Source code for neuralnet_pytorch.layers.blocks

from functools import partial
from torch.nn.modules.utils import _pair

from .abstract import Sequential, Module, Lambda
from .convolution import Conv2d, FC
from .normalization import BatchNorm2d, InstanceNorm2d, LayerNorm, BatchNorm1d, InstanceNorm1d, FeatureNorm1d
from .. import utils
from ..utils import _image_shape

__all__ = ['ConvNormAct', 'StackingConv', 'ResNetBasicBlock', 'ResNetBottleneckBlock', 'FCNormAct']

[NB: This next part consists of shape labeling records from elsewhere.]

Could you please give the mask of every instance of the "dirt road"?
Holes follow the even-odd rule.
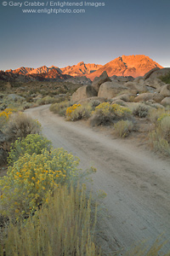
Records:
[[[79,122],[66,122],[48,106],[26,110],[42,125],[55,148],[64,148],[81,160],[81,167],[97,168],[94,189],[107,194],[104,201],[101,242],[106,250],[128,249],[158,236],[170,239],[170,161],[135,145],[114,139]],[[170,249],[170,242],[165,251]]]

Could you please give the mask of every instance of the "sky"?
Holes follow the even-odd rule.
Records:
[[[170,0],[0,1],[0,70],[105,65],[122,55],[170,67]]]

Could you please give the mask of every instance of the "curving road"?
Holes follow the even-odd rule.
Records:
[[[170,239],[170,161],[82,122],[66,122],[48,107],[26,112],[40,121],[54,147],[78,156],[82,169],[97,168],[93,189],[107,194],[99,236],[108,253],[145,239],[151,244],[161,234]]]

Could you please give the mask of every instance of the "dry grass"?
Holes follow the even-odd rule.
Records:
[[[14,113],[4,129],[8,141],[14,142],[18,137],[26,137],[28,134],[40,133],[40,124],[23,113]]]
[[[156,129],[149,134],[152,148],[170,155],[170,115],[165,116],[156,123]]]
[[[161,252],[166,243],[167,241],[164,241],[162,237],[158,237],[151,247],[143,242],[129,250],[123,256],[169,256],[170,251],[165,253]]]
[[[129,120],[121,120],[114,125],[114,135],[125,137],[129,135],[133,128],[133,124]]]

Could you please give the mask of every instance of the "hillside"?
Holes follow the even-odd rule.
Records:
[[[109,77],[116,75],[136,78],[144,76],[147,72],[155,67],[162,68],[161,65],[144,55],[122,55],[106,63],[96,72],[87,75],[87,77],[94,80],[95,77],[100,76],[104,71],[106,71]]]
[[[91,80],[94,80],[95,77],[100,76],[104,71],[107,72],[109,77],[116,75],[136,78],[144,76],[147,72],[155,67],[162,68],[163,67],[148,56],[136,55],[119,56],[104,66],[90,63],[86,64],[82,61],[76,65],[67,66],[62,68],[54,66],[49,67],[42,66],[37,68],[21,67],[14,70],[7,70],[6,73],[31,77],[31,79],[32,77],[33,79],[37,78],[38,80],[44,79],[44,78],[63,79],[66,79],[65,75],[71,77],[86,76]]]

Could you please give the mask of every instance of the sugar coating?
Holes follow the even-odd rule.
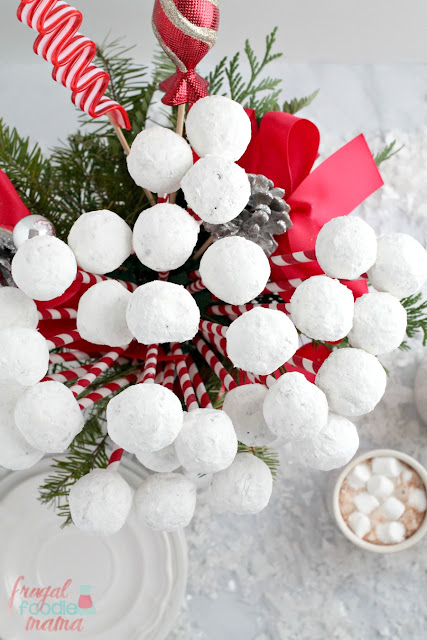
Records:
[[[211,224],[229,222],[246,207],[251,185],[246,172],[219,156],[206,156],[181,181],[188,206]]]
[[[354,304],[353,328],[348,334],[352,347],[374,356],[389,353],[403,342],[406,310],[390,293],[372,291]]]
[[[175,469],[178,469],[178,467],[181,466],[176,455],[175,444],[173,442],[158,451],[144,451],[143,453],[137,453],[136,457],[140,463],[147,469],[150,469],[150,471],[164,473],[175,471]]]
[[[264,446],[276,439],[264,420],[266,395],[267,387],[262,384],[244,384],[225,396],[222,409],[231,419],[237,439],[248,447]]]
[[[34,300],[15,287],[0,288],[0,331],[11,327],[35,329],[38,323]]]
[[[263,411],[271,431],[286,440],[311,438],[328,422],[325,394],[296,371],[283,374],[270,387]]]
[[[402,465],[397,458],[392,456],[372,458],[372,472],[375,474],[397,478],[401,471]]]
[[[351,530],[359,537],[363,538],[371,530],[371,521],[368,516],[359,511],[353,511],[348,518]]]
[[[155,531],[186,527],[196,508],[196,487],[180,473],[154,473],[135,492],[138,516]]]
[[[393,481],[381,475],[371,476],[368,480],[367,487],[371,495],[382,500],[388,498],[394,491]]]
[[[427,251],[406,233],[381,236],[368,277],[378,291],[387,291],[399,300],[406,298],[417,293],[427,280]]]
[[[89,273],[109,273],[132,253],[132,231],[114,211],[88,211],[71,227],[68,244],[79,267]]]
[[[328,424],[319,433],[293,443],[293,450],[300,462],[320,471],[344,466],[358,448],[359,436],[354,424],[331,412]]]
[[[138,133],[127,157],[136,184],[161,195],[178,191],[192,164],[193,154],[184,138],[159,126]]]
[[[44,453],[61,453],[84,427],[71,390],[54,380],[29,387],[18,399],[15,422],[27,442]]]
[[[238,515],[265,509],[272,490],[270,469],[252,453],[238,453],[228,469],[214,475],[211,485],[214,503],[221,510]]]
[[[348,474],[347,482],[352,489],[361,489],[366,485],[371,475],[369,466],[361,462]]]
[[[94,469],[70,489],[71,517],[86,533],[111,536],[125,524],[132,498],[132,489],[117,471]]]
[[[329,408],[343,416],[372,411],[384,395],[387,376],[375,356],[362,349],[337,349],[325,360],[316,376]]]
[[[41,380],[49,366],[49,349],[35,329],[16,327],[0,331],[0,384],[30,386]]]
[[[406,530],[402,522],[381,522],[375,527],[375,533],[380,542],[397,544],[405,539]]]
[[[291,317],[309,338],[335,342],[344,338],[353,324],[353,294],[338,280],[312,276],[295,289]]]
[[[233,423],[224,411],[217,409],[195,409],[185,413],[175,449],[187,471],[222,471],[230,466],[237,453]]]
[[[145,209],[133,228],[133,247],[142,264],[154,271],[177,269],[190,257],[199,225],[176,204],[156,204]]]
[[[110,438],[129,453],[144,455],[171,444],[182,428],[177,396],[159,384],[137,384],[107,405]]]
[[[374,509],[380,506],[379,500],[366,491],[358,493],[354,497],[356,508],[366,515],[369,515]]]
[[[74,282],[77,263],[70,247],[54,236],[35,236],[12,260],[16,286],[34,300],[53,300]]]
[[[23,392],[20,385],[0,385],[0,466],[12,471],[28,469],[43,457],[43,452],[34,449],[15,424],[15,406]]]
[[[222,238],[209,247],[200,261],[205,287],[229,304],[246,304],[264,289],[270,264],[255,242],[238,236]]]
[[[200,310],[181,285],[154,280],[132,293],[126,320],[132,335],[142,344],[185,342],[198,331]]]
[[[427,509],[426,492],[422,489],[411,488],[409,490],[408,504],[416,511],[425,511]]]
[[[398,498],[390,496],[390,498],[387,498],[381,505],[381,511],[388,520],[398,520],[405,511],[405,505],[398,500]]]
[[[190,109],[185,130],[198,156],[238,160],[251,140],[251,122],[243,107],[225,96],[207,96]]]
[[[316,240],[316,258],[331,278],[355,280],[372,267],[377,238],[358,216],[341,216],[327,222]]]
[[[257,375],[273,373],[298,349],[298,333],[282,311],[246,311],[227,330],[227,354],[235,367]]]
[[[121,347],[133,340],[126,321],[130,291],[116,280],[90,287],[79,300],[77,330],[93,344]]]

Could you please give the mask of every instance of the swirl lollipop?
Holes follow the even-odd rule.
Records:
[[[208,95],[206,80],[195,71],[218,35],[219,0],[155,0],[153,31],[160,46],[176,65],[164,80],[164,104],[193,103]]]

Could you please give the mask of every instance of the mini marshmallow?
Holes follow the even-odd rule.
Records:
[[[371,476],[367,483],[368,491],[376,498],[384,500],[394,491],[394,483],[390,478],[381,475]]]
[[[406,233],[381,236],[368,277],[378,291],[387,291],[399,300],[406,298],[417,293],[427,279],[427,251]]]
[[[187,471],[222,471],[230,466],[237,453],[233,423],[224,411],[217,409],[195,409],[185,413],[175,449]]]
[[[171,444],[182,428],[177,396],[159,384],[137,384],[107,405],[110,438],[129,453],[144,455]]]
[[[335,342],[344,338],[353,324],[353,294],[328,276],[312,276],[295,289],[291,318],[309,338]]]
[[[84,427],[71,390],[53,380],[29,387],[15,407],[16,426],[34,449],[61,453]]]
[[[285,440],[311,438],[328,422],[325,394],[298,372],[285,373],[273,383],[263,411],[271,431]]]
[[[352,347],[374,356],[389,353],[403,342],[406,324],[406,310],[399,300],[390,293],[372,291],[354,304],[353,328],[348,340]]]
[[[11,327],[35,329],[38,323],[34,300],[15,287],[0,288],[0,330]]]
[[[135,492],[138,516],[155,531],[186,527],[196,508],[196,487],[179,473],[148,476]]]
[[[364,513],[354,511],[348,518],[350,529],[359,537],[364,538],[371,530],[371,521]]]
[[[132,489],[117,471],[94,469],[70,489],[71,517],[85,533],[111,536],[125,524],[132,497]]]
[[[127,157],[136,184],[160,195],[178,191],[192,164],[193,154],[184,138],[159,126],[138,133]]]
[[[219,156],[198,160],[182,179],[181,188],[188,206],[210,224],[233,220],[251,197],[245,170]]]
[[[235,367],[268,375],[298,349],[298,333],[282,311],[256,308],[234,320],[227,330],[227,354]]]
[[[28,469],[43,457],[34,449],[15,424],[14,411],[24,387],[0,385],[0,465],[12,471]]]
[[[68,245],[79,267],[89,273],[110,273],[132,253],[132,231],[113,211],[88,211],[71,227]]]
[[[408,505],[415,511],[425,511],[427,509],[427,496],[423,489],[411,487],[408,496]]]
[[[384,544],[398,544],[405,539],[406,529],[402,522],[382,522],[377,524],[375,533]]]
[[[178,467],[181,466],[176,455],[175,444],[173,442],[158,451],[144,451],[144,453],[137,453],[136,457],[140,463],[147,469],[150,469],[150,471],[165,473],[175,471],[175,469],[178,469]]]
[[[252,453],[238,453],[228,469],[214,475],[211,485],[215,505],[238,515],[265,509],[272,490],[270,469]]]
[[[156,204],[145,209],[133,228],[133,247],[142,264],[154,271],[181,267],[191,256],[199,225],[176,204]]]
[[[316,376],[316,385],[326,394],[329,408],[344,416],[372,411],[383,397],[386,384],[384,367],[362,349],[333,351]]]
[[[397,478],[402,471],[402,465],[397,458],[379,456],[372,458],[372,472],[380,476]]]
[[[362,489],[371,477],[369,466],[363,462],[357,464],[353,471],[348,474],[346,480],[352,489]]]
[[[229,304],[246,304],[264,289],[270,264],[255,242],[227,237],[218,240],[203,254],[200,275],[205,287]]]
[[[369,515],[374,509],[380,506],[379,500],[366,491],[362,491],[354,496],[353,502],[356,508],[365,515]]]
[[[381,511],[388,520],[399,520],[405,512],[405,505],[394,496],[390,496],[381,505]]]
[[[200,310],[184,287],[154,280],[133,292],[126,319],[141,344],[185,342],[198,331]]]
[[[329,220],[319,231],[316,258],[331,278],[356,280],[372,267],[377,257],[377,238],[357,216]]]
[[[46,375],[48,366],[47,342],[35,329],[0,331],[0,383],[30,386]]]
[[[201,158],[206,155],[238,160],[251,140],[251,122],[243,107],[225,96],[207,96],[190,109],[185,131]]]
[[[131,293],[116,280],[90,287],[79,300],[77,330],[93,344],[122,347],[133,340],[126,322]]]
[[[21,245],[12,260],[12,276],[34,300],[53,300],[74,282],[77,263],[70,247],[54,236],[35,236]]]
[[[233,423],[237,438],[248,447],[259,447],[276,439],[264,420],[262,405],[267,387],[244,384],[229,391],[222,410]]]
[[[329,413],[328,424],[319,433],[292,443],[296,458],[303,465],[320,471],[343,467],[358,447],[359,436],[354,424],[334,413]]]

[docs]@utils.add_custom_repr
class ConvNormAct(Sequential):
    """
    Fuses convolution, normalization and activation together.

    Parameters
    ----------
    input_shape
        shape of the 4D input image.
        If a single integer is passed, it is treated as the number of input channels
        and other sizes are unknown.
    out_channels : int
        number of channels produced by the convolution.
    kernel_size
        size of the convolving kernel.
    stride
        stride of the convolution. Default: 1.
    padding
        zero-padding added to both sides of the input.
        Besides tuple/list/integer, it accepts ``str`` such as ``'half'`` and ``'valid'``,
        which is similar the Theano, and ``'ref'`` and ``'rep'``, which are common padding schemes.
        Default: ``'half'``.
    dilation
        spacing between kernel elements. Default: 1.
    groups : int
        number of blocked connections from input channels to output channels. Default: 1.
    bias : bool
        if ``True``, adds a learnable bias to the output. Default: ``True``.
    activation
        non-linear function to activate the linear result.
        It accepts any callable function
        as well as a recognizable ``str``.
        A list of possible ``str`` is in :func:`~neuralnet_pytorch.utils.function`.
    weights_init
        a kernel initialization method from :mod:`torch.nn.init`.
    bias_init
        a bias initialization method from :mod:`torch.nn.init`.
    eps
        a value added to the denominator for numerical stability.
        Default: 1e-5.
    momentum : float
        the value used for the running_mean and running_var
        computation. Can be set to ``None`` for cumulative moving average
        (i.e. simple average). Default: 0.1.
    affine
        a boolean value that when set to ``True``, this module has
        learnable affine parameters. Default: ``True``.
    track_running_stats
        a boolean value that when set to ``True``, this
        module tracks the running mean and variance, and when set to ``False``,
        this module does not track such statistics and always uses batch
        statistics in both training and eval modes. Default: ``True``.
    no_scale: bool
        whether to use a trainable scale parameter. Default: ``True``.
    norm_layer
        normalization method to be used.
        Choices are ``'bn'``, ``'in'``, ``'ln'`` or a callable.
        Default: ``'bn'``.
    kwargs
        extra keyword arguments to pass to activation.
    """

    def __init__(self, input_shape, out_channels, kernel_size, stride=1, padding='half', dilation=1, groups=1,
                 bias=True, activation='relu', weights_init=None, bias_init=None, eps=1e-5, momentum=0.1,
                 affine=True, track_running_stats=True, no_scale=False, norm_layer='bn', **kwargs):
        super().__init__(input_shape=input_shape)
        self.out_channels = out_channels
        self.kernel_size = kernel_size
        self.padding = padding
        self.stride = stride
        self.dilation = dilation
        self.activation = utils.function(activation, **kwargs)
        self.norm_layer = norm_layer
        self.conv = Conv2d(input_shape, out_channels, kernel_size, weights_init=weights_init, bias=bias,
                           bias_init=bias_init, padding=padding, stride=stride, dilation=dilation, activation=None,
                           groups=groups, **kwargs)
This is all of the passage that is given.